AYDIN - Ferdi Uzun
Ömrünün 50 yılını ahşaba adayan 60 yaşındaki Ali Ateş, Aydın'ın Söke ilçesinde kendisine özgü atölyesinde ele emeği ürünler yapıyor. Yoldan geçenlerin durup ürünlerini satın aldığı ahşap ustası, geçimini de bu şekilde sağlıyor.
Ankara'da ağabeyiyle uzun seneler koltuk döşemeciliği ve ahşap oymacılığı yapan Ateş, o dönem bulunduğu sosyal ortamdan uzaklaşmak için 1988'de İzmir'e yerleşti.
Bir süre başkasının yanında çalışan evli ve 4 çocuk babası Ateş, daha sonra kendi işini kurdu ve ahşaptan hediyelik eşya üretmeye devam etti.
Yoğun iş temposu ve kalabalık kent hayatından sıkılan Ateş, 8 yıl önce ani bir kararla ailesini de geride bırakarak tek başına Aydın'ın Söke ilçesinde karayolu kenarındaki boş araziye atölyesini kurdu. Kapısı, penceresi ve duvarı olmayan üstü açık atölye ve barınma için 5 metrekare büyüklüğünde tahtadan kulübe yapan Ateş, ilginç yaşam biçimiyle görenleri bir hayli şaşırtıyor.
Ayda birkaç kez İzmir'de yaşayan ailesinin yanına giden, zamanını ahşaptan hediyelik eşyalar yaparak geçiren Ateş, "Dabbe Antik" adını verdiği atölyesinde farklı bir hayat sürüyor.
Giyimi, kuşamı ve yaşamıyla roman kahramanı Robinson Crusoe'u andıran Ateş, bir daha şehir hayatına dönmemeye de kararlı gözüküyor.
"Doğayla iç içe yalnız yaşamaya karar verdim"Ateş, AA muhabirine yaptığı açıklamada, hareketli bir yaşam sonrası ailesini de geride bırakarak yalnız bir hayatı tercih ettiğini söyledi. Bundan 8 yıl önce Söke'ye yerleşmeye karar verdiğini anlatan Ateş, şöyle konuştu:
"Yaşamımın en kötü yıllarını Ankara'da geçirdim. İzmir'e geldiğimde de farklı bir arkadaş çevrem vardı. Bir türlü onlardan kopamıyordum. 'Burayı terk edeceğim.' diyerek şehirden ayrıldım. Aydın-Söke karayolu kenarında bir atölye kurdum. İzmir'de kalabalıktan ve yoğunluktan sıkılmıştım. Doğayla iç içe yalnız yaşamaya karar verdim. 8 yıldır bu şekilde çalışıyorum. Arada bir İzmir'e ailemin yanına gidiyorum. Bana diyorlar ki 'Sen kime emanet edip de gidiyorsun?' Ben bunları Allah'a emanet edip gidiyorum. Bu da tevekkülün en güzelidir."

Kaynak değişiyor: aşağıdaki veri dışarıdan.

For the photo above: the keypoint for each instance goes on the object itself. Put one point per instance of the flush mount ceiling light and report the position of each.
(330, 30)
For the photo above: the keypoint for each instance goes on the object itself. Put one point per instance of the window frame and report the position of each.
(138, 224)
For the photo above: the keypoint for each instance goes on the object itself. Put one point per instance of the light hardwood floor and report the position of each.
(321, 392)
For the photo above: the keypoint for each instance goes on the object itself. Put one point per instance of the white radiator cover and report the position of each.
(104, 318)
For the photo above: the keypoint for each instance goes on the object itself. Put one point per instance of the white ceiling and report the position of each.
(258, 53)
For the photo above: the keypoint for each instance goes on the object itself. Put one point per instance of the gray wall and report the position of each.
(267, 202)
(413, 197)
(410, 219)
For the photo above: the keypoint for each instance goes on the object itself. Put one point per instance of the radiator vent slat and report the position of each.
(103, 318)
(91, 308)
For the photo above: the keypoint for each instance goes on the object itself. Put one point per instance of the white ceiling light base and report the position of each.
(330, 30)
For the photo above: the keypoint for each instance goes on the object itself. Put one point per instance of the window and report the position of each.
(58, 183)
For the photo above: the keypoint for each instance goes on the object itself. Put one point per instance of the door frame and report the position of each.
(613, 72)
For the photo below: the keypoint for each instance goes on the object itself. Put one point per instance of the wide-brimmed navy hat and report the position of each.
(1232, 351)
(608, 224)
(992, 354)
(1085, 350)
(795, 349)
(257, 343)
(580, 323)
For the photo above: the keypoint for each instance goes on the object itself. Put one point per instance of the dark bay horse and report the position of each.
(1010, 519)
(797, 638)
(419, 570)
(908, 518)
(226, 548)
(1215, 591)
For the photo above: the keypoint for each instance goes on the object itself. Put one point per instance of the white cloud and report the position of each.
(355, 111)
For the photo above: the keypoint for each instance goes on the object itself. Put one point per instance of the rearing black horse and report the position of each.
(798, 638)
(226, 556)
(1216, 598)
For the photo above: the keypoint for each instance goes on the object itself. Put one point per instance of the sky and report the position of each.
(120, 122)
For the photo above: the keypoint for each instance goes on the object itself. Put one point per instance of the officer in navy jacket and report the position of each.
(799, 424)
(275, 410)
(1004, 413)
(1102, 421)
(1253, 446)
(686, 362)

Üstü açık atölyenin yanına 5 metrekare büyüklüğünde tahtadan kulübe yaptığını dile getiren Ateş, burada el emeğiyle eşyalar ürettiğini vurguladı.
Sevdiği işi yaptığı için mutlu olduğunu ifade eden Ateş, "Dışarıdan bakıldığında sefil bir hayat ama bana göre saray. Yoldan geçenler atölyeyi ve benim yaşantımı merak edip geliyor. Tezgahın başına geçtiğimde kendimi buluyorum. Yetinmeyi bilmek çok önemli." diye konuştu.
Ateş, ürünlerin tamamını yoldan geçip kendisine uğrayan müşterilerine sattığını kaydetti.